[Cyborg] rat brain robots
mrericboyd at yahoo.com
Fri Oct 8 21:54:09 UTC 2010
Thanks for the paper. I too am pretty skeptical, although I do think
they are doing the right thing by having the electrodes there for the
neurons right from the beginning. Maybe they provide enough "structure"
that the neurons can figure something out?
They do say in one of the publicly accessible first pages that the hard
problem is getting the neural net to share your goals, i.e. say you want
it to avoid obstacles, how do you train for that?!?
Skory - do you know if there is any audio or video available from the
talk that you say at CMU? I'd love to listen to that!
On 10/8/10 12:26 AM, Todd Anderson wrote:
> The only paper I can retrieve in full is the ethics article (see
> attached). I haven't read the paper yet - so please forgive the Donny
> Doubting - but I do wonder about cultured neuron experiments in general:
> can we expect neurons thrown together without a developmental wiring
> process (which, for example, would usually lead to 3D connection maps)
> to produce a great amount of computational power? I am quite sure they
> make excellent artwork, as in Stephen Potters work with Symbiotica (at
> the University of Western Australia)!
> On Thu, Oct 7, 2010 at 6:37 AM, Eric Boyd <mrericboyd at yahoo.com
> <mailto:mrericboyd at yahoo.com>> wrote:
> Kevin Warwick has been busy! Apparently they have been culturing rat
> neurons, wiring them up to robots using electrode arrays and bluetooth,
> and figuring out how to train the "rat brain" to drive the robot around!
> Videos show progress as being pretty good!
> The article links three academic papers they have written, but of course
> the full text is behind paywalls. Anyone have access to those journals?

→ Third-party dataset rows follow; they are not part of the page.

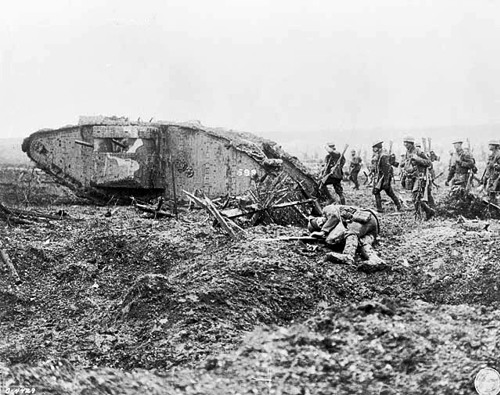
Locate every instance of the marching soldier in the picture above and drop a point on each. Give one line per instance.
(417, 177)
(462, 167)
(354, 169)
(332, 173)
(382, 176)
(491, 178)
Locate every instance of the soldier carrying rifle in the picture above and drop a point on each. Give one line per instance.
(332, 173)
(382, 175)
(491, 177)
(354, 168)
(462, 168)
(417, 177)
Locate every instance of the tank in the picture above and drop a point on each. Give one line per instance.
(112, 156)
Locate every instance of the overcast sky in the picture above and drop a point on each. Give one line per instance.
(252, 65)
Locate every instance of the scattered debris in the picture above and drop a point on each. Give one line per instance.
(10, 266)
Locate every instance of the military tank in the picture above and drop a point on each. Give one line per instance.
(112, 156)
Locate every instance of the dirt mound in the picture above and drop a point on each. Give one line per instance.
(132, 292)
(376, 347)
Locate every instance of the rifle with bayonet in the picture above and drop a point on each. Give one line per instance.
(325, 175)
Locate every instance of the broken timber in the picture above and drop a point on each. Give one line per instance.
(226, 224)
(235, 213)
(292, 238)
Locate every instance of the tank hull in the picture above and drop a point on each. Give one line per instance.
(112, 157)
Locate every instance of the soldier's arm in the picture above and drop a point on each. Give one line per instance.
(451, 172)
(467, 161)
(384, 166)
(422, 159)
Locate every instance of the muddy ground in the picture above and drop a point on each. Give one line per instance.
(127, 304)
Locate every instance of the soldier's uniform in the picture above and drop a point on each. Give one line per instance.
(354, 169)
(334, 178)
(417, 178)
(461, 166)
(492, 175)
(356, 226)
(382, 176)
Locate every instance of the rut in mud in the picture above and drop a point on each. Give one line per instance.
(132, 292)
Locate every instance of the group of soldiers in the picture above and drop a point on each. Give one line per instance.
(416, 173)
(357, 228)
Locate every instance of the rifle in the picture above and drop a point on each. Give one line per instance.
(334, 168)
(469, 182)
(425, 197)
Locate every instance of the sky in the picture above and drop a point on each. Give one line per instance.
(253, 65)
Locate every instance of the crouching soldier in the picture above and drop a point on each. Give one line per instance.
(356, 226)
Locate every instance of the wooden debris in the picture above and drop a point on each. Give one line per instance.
(157, 213)
(291, 238)
(228, 225)
(12, 269)
(235, 212)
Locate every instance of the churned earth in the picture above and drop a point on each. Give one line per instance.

> Amazingly, Warwick's homepage (kevinwarwick.com
> <http://kevinwarwick.com>) doesn't mention this
> research at all, especially since there are articles from the BBC about
> this from 2 years ago.
> I also found some research by Steve Potter of GATech in 2002, although
> he seems to be focussed on the neural culturing and electrode
> technologies, rather than the cyborg aspects.